Virgil Abloh is giving $1 million to Black fashion students
“To make sure I’m not one of the few, but one of many…”
Image via Instagram
In 2020, we can shamefully still name all of the Black designers heading up artistic direction at French luxury fashion houses on one hand: Olivier Rousteing at Balmain, Rihanna at her LVMH venture Fenty, and, of course, Virgil Abloh. A polymathic artist and designer, Virgil's take on the codes of luxury fashion completely upended the industry five years ago, earning him a position as the artistic director of menswear at Louis Vuitton, alongside his Off-White venture too.
For a generation of young men who were once more interested in sports or video games, he’s made the idea of fashion alluring. To the young Black women who perhaps felt disillusioned at the lack of diversity within the most high flying circles of the fashion world, his presence -- and Rihanna’s, of course -- validated the idea that the scope of luxury heads was widening. In other realms of British and American fashion, the likes of Martine Rose, Mowalola, Pyer Moss and Telfar Clemens continue to prove that fashion relies on the trend-setting stylings of Black talent.

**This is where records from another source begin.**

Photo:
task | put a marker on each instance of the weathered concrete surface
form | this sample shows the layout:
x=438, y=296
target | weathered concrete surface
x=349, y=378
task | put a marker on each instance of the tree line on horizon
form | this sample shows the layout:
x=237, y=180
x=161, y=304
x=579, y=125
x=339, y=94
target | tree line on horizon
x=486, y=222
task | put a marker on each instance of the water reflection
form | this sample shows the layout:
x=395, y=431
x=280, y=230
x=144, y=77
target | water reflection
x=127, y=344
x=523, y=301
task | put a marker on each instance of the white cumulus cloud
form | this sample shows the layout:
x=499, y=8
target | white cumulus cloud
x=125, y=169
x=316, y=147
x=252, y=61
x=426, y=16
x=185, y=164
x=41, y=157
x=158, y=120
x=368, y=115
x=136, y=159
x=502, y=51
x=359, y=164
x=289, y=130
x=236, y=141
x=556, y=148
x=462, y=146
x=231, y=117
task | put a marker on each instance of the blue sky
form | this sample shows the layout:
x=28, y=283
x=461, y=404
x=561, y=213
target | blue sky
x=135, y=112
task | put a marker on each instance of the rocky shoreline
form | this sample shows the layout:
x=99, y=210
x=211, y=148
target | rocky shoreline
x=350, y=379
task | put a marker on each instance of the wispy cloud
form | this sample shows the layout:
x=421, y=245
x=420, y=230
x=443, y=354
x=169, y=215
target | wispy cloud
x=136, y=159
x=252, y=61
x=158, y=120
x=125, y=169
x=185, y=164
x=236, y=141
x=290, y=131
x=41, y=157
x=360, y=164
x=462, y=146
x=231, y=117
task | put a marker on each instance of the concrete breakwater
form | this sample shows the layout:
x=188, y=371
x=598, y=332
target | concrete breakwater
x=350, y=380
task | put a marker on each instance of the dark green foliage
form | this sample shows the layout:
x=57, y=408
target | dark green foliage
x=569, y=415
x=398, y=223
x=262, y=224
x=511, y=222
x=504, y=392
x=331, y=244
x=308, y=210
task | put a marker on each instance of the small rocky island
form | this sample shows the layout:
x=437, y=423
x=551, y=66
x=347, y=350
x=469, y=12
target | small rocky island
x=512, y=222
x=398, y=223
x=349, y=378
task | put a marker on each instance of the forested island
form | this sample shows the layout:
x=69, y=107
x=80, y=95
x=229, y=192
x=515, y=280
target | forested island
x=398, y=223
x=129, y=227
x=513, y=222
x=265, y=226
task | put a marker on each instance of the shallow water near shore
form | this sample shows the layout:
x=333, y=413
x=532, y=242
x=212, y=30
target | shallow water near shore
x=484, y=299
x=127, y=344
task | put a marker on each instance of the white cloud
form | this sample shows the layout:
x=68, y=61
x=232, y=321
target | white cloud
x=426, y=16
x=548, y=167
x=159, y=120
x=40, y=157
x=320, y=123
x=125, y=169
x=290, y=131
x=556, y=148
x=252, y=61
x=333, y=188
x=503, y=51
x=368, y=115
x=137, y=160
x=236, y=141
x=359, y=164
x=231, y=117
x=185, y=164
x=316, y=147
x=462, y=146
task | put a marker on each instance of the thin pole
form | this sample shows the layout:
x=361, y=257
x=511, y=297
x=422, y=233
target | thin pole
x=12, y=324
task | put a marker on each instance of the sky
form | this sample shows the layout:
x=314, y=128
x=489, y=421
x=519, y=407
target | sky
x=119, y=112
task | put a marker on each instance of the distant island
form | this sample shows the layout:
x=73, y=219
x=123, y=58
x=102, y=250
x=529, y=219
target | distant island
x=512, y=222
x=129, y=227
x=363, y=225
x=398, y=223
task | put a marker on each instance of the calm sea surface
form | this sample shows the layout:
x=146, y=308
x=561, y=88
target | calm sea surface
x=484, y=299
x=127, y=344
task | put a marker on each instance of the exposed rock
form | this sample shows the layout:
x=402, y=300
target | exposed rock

But the routes for Black designers into the fashion industry is far more knotty and complex than it is for white people, and that’s a fact. To counteract that, Virgil Abloh is using the privilege his success has afforded him to lift others up. Today, he announced a $1 million scholarship fund, titled the Virgil Abloh™ "POST-MODERN" scholarship fund, to cover tuition and resources on fashion courses for Black students, in collaboration with Fashion Scholarship Fund. What’s more, he’s also going to use his wealth of contacts to help lift up Black talent, and link them up with established figures in the industry to help them reach the positions they deserve faster.
“Anyone that’s ever been in a meeting with me, or a creative brainstorm, or even a random iMessage chat knows that I’m forever fighting for the '17-year-old-version' of myself,” Virgil said in an Instagram statement. “What that specifically means is... all I want is for any young Black kid to achieve a shorter path to their career goals, and if I can help with an open source approach to opening doors or messaging 'how-i-did-it' along the whole way, then I've done my real job, not my actual job. I'm putting money, my resources, and my rolodex where my mouth is.”
Virgil has managed to enlist the support of frequent collaborators Evian, Louis Vuitton, OFF-WHITE and Farfetch, and promises to assist over 100 students. ”The goal is to make sure I'm not one of the few, but one of many in my industry,” he says.